Meta retreats on employee AI tracking amid internal revolt
New controls allow staff to pause data collection for 30 minutes, marking a significant concession after backlash over privacy and resource usage.
Meta has revised its controversial plan to monitor employee computer activity for artificial intelligence training, introducing new controls that allow staff to pause data collection. The move follows significant internal criticism of the Model Capability Initiative (MCI), a tool designed to log keystrokes and mouse clicks to help train AI agents.

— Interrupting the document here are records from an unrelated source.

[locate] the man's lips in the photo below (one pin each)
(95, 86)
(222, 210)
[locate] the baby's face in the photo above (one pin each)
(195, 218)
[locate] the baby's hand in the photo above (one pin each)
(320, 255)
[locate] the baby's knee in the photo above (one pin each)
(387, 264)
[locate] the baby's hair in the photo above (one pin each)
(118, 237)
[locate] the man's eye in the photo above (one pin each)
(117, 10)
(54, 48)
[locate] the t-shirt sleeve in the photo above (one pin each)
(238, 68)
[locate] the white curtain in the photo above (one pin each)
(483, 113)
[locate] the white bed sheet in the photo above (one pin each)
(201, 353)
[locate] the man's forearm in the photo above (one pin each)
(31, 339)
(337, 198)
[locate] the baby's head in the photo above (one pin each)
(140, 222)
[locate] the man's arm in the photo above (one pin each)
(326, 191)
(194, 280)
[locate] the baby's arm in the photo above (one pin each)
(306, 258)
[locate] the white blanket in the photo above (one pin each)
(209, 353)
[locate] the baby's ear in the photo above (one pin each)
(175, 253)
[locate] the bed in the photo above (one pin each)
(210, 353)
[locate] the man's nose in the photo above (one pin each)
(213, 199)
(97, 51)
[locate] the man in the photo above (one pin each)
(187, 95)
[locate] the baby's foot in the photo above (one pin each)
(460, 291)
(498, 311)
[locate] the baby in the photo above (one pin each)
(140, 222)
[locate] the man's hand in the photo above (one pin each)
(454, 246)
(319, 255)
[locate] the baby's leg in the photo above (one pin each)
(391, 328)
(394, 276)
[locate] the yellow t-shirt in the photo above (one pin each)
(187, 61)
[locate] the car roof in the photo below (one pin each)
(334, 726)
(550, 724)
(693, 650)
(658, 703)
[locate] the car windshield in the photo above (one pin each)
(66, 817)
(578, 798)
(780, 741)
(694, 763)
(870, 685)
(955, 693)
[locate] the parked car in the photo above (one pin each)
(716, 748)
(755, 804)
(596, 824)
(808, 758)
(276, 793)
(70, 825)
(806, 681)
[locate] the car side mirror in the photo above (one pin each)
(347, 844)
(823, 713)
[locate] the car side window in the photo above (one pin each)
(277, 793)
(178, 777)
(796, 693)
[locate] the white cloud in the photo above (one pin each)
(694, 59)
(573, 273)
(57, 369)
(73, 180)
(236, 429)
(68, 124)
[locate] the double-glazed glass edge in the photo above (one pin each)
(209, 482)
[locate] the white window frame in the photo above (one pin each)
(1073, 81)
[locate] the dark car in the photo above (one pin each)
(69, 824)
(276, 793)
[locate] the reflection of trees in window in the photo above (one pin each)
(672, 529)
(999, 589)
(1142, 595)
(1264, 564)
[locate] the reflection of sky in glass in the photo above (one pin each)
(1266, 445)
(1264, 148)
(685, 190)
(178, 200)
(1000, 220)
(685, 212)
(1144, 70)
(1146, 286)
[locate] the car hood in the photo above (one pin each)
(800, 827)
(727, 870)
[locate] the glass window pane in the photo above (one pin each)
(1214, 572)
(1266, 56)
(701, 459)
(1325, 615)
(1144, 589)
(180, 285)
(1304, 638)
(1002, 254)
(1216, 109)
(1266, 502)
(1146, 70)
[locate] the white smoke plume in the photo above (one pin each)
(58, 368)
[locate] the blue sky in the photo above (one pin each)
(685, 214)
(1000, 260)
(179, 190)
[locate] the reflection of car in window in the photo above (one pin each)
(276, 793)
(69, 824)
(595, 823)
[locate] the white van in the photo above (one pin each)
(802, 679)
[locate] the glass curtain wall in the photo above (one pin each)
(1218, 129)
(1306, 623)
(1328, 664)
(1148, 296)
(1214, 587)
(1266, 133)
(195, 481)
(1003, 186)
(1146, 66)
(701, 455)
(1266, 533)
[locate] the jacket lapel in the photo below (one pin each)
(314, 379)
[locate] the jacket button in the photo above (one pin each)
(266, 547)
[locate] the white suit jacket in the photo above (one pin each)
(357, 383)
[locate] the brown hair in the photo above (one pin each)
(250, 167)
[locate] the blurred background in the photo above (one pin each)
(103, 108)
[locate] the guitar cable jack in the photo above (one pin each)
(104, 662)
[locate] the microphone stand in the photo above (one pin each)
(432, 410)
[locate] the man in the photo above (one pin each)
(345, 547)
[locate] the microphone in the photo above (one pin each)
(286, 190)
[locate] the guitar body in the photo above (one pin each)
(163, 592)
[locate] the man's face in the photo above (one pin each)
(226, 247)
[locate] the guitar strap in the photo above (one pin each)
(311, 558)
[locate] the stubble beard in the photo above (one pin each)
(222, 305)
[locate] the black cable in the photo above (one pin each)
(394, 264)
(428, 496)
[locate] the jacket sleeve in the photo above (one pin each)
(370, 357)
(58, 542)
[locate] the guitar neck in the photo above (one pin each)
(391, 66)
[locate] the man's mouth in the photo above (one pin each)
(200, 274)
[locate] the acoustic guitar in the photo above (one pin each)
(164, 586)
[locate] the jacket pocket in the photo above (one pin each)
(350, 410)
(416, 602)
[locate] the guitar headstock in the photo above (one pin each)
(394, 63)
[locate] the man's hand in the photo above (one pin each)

An internal memo from Stephane Kasriel, vice president of the Superintelligence Labs unit, confirmed the changes. According to the document, employees can now pause the data collection for up to 30 minutes at a time or request exemptions from the initiative altogether. Kasriel stated that the team had introduced several optimizations to reduce the tool's impact on laptop battery life, addressing concerns that the software was consuming excessive internet data for remote workers.
The reversal comes after weeks of backlash from Meta staff. When the company announced the MCI tool in April, it argued that real examples of computer usage were necessary to build helpful agents. However, employees described the tracking as dystopian, with fears that the surveillance was being imposed just as the company prepared for major workforce reductions. A petition against the tracking initiative has gathered more than 1,500 signatures.
Tensions at the company are heightened by ongoing restructuring. Meta has laid off approximately 2,000 employees this year and previously announced plans to cut 10% of its workforce, equating to roughly 8,000 staff. Critics within the organisation have argued that the tracking tool represents another instance of the company forcing AI adoption on staff despite their reservations.
While Meta maintained that the data was not used for any other purpose and that safeguards were in place to protect sensitive content, the company acknowledged the concerns regarding personal data on work devices. The revised policy marks a strategic pivot to quell internal dissent while continuing to gather the data required for its AI development pipeline.